Penalización y Devolución de Subvenciones para Autónomos: Motivos y Consecuencias de las Ayudas COVID
Una duda frecuente, especialmente para aquellos autónomos que se están viendo obligados a considerar el cese de sus actividades, es si van a tener que devolver las ayudas que el gobierno les ha concedido. La pandemia de Covid-19 dejó una huella profunda en la economía global, especialmente en los autónomos, que vieron cómo sus ingresos se desplomaban debido a las restricciones impuestas para frenar la propagación del virus.
Con la crisis provocada por la pandemia, el gobierno de España aprobó un paquete de ayudas directas para autónomos.
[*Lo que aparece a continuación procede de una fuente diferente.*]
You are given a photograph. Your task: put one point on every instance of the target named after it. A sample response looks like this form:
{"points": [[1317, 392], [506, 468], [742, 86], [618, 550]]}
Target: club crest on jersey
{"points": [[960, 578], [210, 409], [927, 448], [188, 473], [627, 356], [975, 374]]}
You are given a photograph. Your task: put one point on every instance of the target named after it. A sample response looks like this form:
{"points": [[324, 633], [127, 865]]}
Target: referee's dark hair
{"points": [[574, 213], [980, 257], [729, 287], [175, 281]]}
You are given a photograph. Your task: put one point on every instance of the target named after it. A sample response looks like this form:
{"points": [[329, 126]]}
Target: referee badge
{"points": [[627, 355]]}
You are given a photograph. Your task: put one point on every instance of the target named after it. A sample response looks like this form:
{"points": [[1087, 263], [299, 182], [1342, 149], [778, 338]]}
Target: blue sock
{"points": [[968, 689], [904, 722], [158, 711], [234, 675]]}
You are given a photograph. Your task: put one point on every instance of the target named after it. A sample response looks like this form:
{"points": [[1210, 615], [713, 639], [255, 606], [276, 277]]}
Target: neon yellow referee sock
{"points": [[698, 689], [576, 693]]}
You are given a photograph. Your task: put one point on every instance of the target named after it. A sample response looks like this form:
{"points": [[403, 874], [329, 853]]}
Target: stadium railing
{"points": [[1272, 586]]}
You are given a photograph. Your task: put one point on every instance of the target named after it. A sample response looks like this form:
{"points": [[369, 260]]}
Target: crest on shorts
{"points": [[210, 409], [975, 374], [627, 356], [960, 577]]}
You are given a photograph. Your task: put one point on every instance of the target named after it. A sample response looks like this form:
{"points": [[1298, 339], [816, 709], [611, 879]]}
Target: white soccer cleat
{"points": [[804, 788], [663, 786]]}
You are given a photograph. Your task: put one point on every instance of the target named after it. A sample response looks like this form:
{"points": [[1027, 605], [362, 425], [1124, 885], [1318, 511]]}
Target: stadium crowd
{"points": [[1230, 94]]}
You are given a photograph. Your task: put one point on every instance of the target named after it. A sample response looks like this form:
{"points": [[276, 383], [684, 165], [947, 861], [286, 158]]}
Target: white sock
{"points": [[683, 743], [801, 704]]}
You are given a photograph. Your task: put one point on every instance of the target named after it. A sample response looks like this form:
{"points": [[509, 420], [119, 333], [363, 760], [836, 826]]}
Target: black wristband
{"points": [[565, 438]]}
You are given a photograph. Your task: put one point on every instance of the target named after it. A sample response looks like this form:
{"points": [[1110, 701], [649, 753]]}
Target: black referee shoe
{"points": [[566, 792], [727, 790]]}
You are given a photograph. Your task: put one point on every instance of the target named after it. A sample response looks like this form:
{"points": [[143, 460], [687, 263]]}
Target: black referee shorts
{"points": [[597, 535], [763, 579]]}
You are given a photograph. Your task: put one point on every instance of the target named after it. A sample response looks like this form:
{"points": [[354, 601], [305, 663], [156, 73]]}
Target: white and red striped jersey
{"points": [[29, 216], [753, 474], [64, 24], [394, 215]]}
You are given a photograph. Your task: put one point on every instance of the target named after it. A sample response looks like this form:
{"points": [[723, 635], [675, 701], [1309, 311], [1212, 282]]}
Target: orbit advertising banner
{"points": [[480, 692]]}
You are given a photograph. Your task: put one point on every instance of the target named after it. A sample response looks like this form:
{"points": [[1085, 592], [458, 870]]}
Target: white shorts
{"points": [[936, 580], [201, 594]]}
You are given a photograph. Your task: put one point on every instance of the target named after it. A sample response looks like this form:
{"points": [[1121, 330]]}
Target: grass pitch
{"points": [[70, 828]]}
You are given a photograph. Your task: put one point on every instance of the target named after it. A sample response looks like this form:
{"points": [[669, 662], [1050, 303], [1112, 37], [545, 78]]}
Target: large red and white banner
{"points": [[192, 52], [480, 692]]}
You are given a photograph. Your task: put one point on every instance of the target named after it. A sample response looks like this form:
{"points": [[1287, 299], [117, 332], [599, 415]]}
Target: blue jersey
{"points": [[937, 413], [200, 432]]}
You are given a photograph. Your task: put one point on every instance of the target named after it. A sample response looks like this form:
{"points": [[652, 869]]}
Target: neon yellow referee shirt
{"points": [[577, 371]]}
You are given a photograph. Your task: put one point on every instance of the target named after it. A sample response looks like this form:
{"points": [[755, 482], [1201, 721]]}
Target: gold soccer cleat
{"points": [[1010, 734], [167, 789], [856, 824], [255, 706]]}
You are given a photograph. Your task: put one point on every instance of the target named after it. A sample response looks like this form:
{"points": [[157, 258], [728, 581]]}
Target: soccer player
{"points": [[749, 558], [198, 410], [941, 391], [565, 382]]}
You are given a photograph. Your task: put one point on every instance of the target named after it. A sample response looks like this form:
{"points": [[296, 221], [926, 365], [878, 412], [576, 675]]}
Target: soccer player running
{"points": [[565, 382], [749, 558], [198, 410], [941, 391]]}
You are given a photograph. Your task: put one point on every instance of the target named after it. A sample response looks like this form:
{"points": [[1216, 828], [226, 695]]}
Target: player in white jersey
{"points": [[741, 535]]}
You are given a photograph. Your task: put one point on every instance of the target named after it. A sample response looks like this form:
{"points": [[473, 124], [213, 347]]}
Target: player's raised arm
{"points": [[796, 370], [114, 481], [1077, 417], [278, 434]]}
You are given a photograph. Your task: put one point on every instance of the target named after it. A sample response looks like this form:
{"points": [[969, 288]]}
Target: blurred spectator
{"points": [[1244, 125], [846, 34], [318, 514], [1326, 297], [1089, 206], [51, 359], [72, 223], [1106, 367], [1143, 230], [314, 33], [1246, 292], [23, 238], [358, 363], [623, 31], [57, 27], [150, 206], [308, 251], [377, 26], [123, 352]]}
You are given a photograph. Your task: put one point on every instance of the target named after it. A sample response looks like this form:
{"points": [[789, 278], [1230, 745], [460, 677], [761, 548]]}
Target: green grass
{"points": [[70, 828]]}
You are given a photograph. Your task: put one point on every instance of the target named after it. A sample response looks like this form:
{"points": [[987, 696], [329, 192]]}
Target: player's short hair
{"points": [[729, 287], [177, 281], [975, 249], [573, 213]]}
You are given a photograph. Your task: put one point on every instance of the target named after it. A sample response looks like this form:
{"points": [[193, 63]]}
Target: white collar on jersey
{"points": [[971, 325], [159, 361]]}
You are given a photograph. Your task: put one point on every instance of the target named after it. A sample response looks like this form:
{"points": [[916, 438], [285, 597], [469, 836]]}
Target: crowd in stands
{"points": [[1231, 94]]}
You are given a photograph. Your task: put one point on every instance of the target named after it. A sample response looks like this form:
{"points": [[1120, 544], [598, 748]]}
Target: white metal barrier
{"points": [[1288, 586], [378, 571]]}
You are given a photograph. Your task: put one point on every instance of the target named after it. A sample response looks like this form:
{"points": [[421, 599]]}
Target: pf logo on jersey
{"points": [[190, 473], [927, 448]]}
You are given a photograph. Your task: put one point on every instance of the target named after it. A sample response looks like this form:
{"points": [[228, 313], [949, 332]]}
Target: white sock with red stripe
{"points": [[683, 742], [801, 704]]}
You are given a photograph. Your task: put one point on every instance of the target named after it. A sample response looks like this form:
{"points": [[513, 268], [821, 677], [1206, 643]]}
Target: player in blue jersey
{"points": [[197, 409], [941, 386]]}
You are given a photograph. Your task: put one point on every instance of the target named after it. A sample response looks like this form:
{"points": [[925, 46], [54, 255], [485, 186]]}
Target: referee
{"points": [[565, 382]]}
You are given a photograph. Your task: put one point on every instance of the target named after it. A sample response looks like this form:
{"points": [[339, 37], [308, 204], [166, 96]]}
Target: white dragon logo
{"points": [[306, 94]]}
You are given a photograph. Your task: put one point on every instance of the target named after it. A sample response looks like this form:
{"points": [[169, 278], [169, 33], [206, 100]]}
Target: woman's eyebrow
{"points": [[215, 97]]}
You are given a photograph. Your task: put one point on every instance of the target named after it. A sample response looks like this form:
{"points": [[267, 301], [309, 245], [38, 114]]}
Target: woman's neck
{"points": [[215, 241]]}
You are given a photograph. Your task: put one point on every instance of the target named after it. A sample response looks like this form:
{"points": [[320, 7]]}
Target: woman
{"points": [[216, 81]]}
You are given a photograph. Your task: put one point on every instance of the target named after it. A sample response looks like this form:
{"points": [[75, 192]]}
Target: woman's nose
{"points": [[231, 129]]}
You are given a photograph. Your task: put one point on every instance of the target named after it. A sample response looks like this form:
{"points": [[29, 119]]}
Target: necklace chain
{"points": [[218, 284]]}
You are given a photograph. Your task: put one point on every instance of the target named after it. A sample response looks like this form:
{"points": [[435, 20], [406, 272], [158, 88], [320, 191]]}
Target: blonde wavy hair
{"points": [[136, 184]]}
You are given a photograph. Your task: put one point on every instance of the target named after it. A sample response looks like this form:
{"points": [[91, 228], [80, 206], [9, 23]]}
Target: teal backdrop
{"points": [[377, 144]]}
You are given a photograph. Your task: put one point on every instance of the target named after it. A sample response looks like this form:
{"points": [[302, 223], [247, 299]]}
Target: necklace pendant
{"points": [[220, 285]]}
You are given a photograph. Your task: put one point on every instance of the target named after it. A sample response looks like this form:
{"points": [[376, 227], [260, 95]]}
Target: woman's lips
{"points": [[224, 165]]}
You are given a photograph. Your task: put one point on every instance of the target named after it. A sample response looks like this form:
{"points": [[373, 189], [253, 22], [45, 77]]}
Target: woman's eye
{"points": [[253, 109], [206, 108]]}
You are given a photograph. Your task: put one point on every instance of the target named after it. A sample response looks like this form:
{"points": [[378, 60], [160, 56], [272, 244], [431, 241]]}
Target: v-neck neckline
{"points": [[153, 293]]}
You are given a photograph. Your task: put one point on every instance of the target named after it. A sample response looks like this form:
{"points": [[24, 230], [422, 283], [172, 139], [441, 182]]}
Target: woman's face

Estas ayudas fueron cruciales para muchos trabajadores por cuenta propia que enfrentaron periodos de menor actividad o cierre obligatorio de sus negocios, por no ser servicios esenciales.
Las Ayudas COVID para Autónomos: Contexto y Requisitos Iniciales
Según el Real Decreto-Ley 5/2021, para que un trabajador autónomo pudiese disfrutar íntegramente y sin restricciones de las ayudas concedidas, éste debería estar dado de alta en el Régimen Especial de Trabajadores Autónomos (RETA) hasta el 30 de junio de 2022. A la hora de otorgar las ayudas a autónomos, el Gobierno tuvo en cuenta el régimen de estimación y el número de empleados y, en función de ello, determinó una u otra cuantía en concepto de ayuda.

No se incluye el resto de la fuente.